On the occasion of Una Boccata d’Arte (25.06-18.09 2022) – the contemporary art project spread throughout Italy promoted by the Elpis Foundation in collaboration with Galleria Continua – the artist Simone Bacco (Rome, 1995) was invited to the small town of Spinazzola near Barletta. The project was curated and coordinated by VOGA, a non-profit organization dedicated to the research, production and enhancement of contemporary art in Puglia composed of Bianca Buccioli, Nicola Guastamacchia and Flavia Tritto. Una Boccata d’Arte, now in its third edition – coordinated by Bruno Barsanti, new director of the Elpis foundation – aims to trigger a dialogue between artists and the territory by choosing small villages (which are often forgotten by tourism, but not for this less beautiful than the most famous ones in Italy) as privileged places.

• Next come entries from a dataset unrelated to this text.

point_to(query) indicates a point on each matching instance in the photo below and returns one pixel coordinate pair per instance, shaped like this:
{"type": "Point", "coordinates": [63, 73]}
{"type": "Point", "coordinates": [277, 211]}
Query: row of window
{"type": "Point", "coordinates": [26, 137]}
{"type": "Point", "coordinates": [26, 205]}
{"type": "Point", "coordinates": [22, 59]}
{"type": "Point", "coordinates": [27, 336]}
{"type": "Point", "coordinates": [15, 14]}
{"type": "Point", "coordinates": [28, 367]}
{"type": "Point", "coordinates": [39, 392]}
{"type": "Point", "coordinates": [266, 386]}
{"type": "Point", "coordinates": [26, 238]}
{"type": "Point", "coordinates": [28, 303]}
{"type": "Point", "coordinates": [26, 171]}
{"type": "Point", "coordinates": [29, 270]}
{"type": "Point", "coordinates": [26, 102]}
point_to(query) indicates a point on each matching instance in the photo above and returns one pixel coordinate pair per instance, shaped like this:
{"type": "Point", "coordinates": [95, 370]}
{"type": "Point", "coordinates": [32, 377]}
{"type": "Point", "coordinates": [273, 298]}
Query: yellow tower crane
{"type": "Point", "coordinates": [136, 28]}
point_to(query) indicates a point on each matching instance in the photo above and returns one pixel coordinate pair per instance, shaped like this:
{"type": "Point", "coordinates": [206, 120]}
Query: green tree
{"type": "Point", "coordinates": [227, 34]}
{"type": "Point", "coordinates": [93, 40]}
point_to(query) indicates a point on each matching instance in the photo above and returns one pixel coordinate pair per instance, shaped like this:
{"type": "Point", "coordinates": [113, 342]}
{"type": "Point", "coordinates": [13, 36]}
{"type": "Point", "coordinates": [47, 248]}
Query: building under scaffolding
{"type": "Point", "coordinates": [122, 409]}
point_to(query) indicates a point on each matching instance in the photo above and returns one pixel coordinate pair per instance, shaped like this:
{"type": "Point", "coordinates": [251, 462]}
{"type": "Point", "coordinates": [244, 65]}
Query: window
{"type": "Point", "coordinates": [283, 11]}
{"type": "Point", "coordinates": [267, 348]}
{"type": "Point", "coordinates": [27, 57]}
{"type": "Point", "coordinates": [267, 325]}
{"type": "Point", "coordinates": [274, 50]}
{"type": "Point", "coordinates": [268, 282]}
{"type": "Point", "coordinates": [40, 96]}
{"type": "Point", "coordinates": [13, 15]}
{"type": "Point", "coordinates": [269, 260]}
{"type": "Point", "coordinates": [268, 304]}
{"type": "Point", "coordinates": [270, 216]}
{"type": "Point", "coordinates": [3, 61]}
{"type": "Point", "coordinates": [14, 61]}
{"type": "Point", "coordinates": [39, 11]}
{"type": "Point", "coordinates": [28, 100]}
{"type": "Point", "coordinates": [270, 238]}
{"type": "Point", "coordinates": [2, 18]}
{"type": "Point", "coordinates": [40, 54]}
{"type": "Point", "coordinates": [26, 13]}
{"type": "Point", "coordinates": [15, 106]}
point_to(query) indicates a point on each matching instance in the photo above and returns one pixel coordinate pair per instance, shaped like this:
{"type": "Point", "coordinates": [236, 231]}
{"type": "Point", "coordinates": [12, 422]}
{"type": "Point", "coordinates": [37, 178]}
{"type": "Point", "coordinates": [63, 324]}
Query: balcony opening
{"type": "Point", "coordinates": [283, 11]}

On the occasion of the opening, on Saturday 25 June at around 6 pm, in the municipality of Spinazzola, a marathon was held in the 700 meters that define the perimeter of the historic center of the town. Yes, you got it right, it was just a sporting event. Once in the small town of Spinazzola, visitors and locals registered for the marathon, received a silk-screened jersey and a number and were shown the route to follow. Path decorated with banners, graphics and other decorations containing phrases that invited participants to take their time and not to follow the predetermined path, but to enjoy the moment exploring the beauty that surrounded them and follow the path they preferred, being able to allow themselves to cheating. Along the streets of the historic center, following the sporting event, there was the Santa Barbara collective – made up of Alessandro Matera, Lucia Rizzo and Federico Francesconi – who, invited by Bacco, built a rickshaw for the occasion. They walked the streets of the town doing commentary, interviewing its inhabitants and hosting the participants in the wagon, inviting them to push uphill and to tell about themselves.

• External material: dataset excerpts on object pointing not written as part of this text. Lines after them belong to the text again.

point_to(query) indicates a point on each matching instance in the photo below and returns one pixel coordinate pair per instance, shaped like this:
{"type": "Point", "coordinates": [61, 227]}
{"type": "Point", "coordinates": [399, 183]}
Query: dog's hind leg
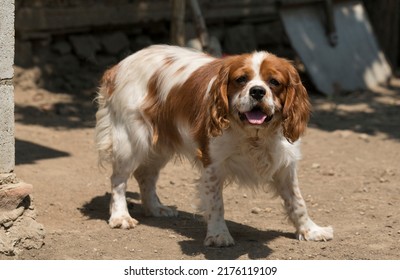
{"type": "Point", "coordinates": [147, 175]}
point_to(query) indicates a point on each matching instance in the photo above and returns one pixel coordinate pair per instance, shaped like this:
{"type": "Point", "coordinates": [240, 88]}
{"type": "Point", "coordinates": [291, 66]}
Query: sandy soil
{"type": "Point", "coordinates": [349, 176]}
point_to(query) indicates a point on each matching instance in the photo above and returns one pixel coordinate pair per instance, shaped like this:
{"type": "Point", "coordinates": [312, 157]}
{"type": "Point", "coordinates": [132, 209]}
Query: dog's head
{"type": "Point", "coordinates": [257, 90]}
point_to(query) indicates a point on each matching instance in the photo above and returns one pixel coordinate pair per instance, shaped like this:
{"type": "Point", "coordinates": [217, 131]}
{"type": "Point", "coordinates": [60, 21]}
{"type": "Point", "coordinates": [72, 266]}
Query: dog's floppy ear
{"type": "Point", "coordinates": [296, 107]}
{"type": "Point", "coordinates": [219, 104]}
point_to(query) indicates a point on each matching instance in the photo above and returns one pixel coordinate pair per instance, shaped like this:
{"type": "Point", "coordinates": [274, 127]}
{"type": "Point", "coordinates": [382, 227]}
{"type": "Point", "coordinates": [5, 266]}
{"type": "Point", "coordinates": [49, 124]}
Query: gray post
{"type": "Point", "coordinates": [7, 142]}
{"type": "Point", "coordinates": [18, 228]}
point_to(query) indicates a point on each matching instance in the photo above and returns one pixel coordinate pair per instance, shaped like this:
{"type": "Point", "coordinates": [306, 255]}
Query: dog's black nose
{"type": "Point", "coordinates": [257, 92]}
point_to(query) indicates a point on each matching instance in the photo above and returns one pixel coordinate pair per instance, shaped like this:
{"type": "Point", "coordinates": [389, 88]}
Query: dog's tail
{"type": "Point", "coordinates": [103, 130]}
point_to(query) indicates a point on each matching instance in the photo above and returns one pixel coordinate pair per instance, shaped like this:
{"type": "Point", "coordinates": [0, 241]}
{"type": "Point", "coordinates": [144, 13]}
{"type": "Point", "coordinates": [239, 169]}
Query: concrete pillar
{"type": "Point", "coordinates": [18, 228]}
{"type": "Point", "coordinates": [7, 142]}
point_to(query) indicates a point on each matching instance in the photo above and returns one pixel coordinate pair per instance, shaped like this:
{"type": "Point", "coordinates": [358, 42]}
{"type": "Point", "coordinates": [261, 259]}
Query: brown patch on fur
{"type": "Point", "coordinates": [290, 92]}
{"type": "Point", "coordinates": [108, 80]}
{"type": "Point", "coordinates": [187, 104]}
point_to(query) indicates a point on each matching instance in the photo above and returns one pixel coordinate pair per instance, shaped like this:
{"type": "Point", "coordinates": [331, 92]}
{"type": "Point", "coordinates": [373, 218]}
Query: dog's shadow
{"type": "Point", "coordinates": [250, 241]}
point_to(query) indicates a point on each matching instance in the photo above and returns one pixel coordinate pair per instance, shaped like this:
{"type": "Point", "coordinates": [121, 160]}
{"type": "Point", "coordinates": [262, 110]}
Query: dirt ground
{"type": "Point", "coordinates": [349, 176]}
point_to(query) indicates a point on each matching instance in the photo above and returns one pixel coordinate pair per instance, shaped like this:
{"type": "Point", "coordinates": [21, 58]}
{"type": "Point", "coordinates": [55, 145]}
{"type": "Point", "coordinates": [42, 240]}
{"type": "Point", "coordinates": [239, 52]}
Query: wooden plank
{"type": "Point", "coordinates": [356, 62]}
{"type": "Point", "coordinates": [58, 18]}
{"type": "Point", "coordinates": [45, 18]}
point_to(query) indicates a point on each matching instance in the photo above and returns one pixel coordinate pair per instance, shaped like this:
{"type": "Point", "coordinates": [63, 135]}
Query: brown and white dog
{"type": "Point", "coordinates": [238, 118]}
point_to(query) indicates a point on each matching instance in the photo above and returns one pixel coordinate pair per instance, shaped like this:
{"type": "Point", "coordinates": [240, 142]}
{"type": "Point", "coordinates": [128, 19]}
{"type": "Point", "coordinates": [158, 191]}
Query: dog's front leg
{"type": "Point", "coordinates": [211, 186]}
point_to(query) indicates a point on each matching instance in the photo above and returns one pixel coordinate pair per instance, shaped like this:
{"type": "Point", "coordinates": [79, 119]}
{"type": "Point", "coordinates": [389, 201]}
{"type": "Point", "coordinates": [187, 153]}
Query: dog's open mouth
{"type": "Point", "coordinates": [256, 116]}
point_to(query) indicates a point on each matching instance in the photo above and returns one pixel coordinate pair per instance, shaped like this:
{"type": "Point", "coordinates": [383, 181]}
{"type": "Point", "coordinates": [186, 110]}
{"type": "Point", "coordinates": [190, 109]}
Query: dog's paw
{"type": "Point", "coordinates": [160, 211]}
{"type": "Point", "coordinates": [223, 239]}
{"type": "Point", "coordinates": [124, 222]}
{"type": "Point", "coordinates": [315, 233]}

In this game of hospitality and the rediscovery of a place and a community, the Simone Bacco Marathon took place, in the most total success of fusion between life and art. The public ran in the streets (or walked while drinking beer, like me) in random order, against the current, uphill or downhill: dogs, donkeys, children, elderly people, bicycles, rickshaws and townspeople. All regardless of the laps or the roads traveled, all intent on laughing and chatting and not on winning; remembering that sport is first of all a game, and games are only beautiful when you are having fun. And at the end of the race, when the finish line was crossed, the mayor of the town, the organizers and organizers of the event, the councilors, the artist, the art public, friends and friends, the runners and even the priest of the local parish, went wild in group dances with the sound of the municipal DJ in the background.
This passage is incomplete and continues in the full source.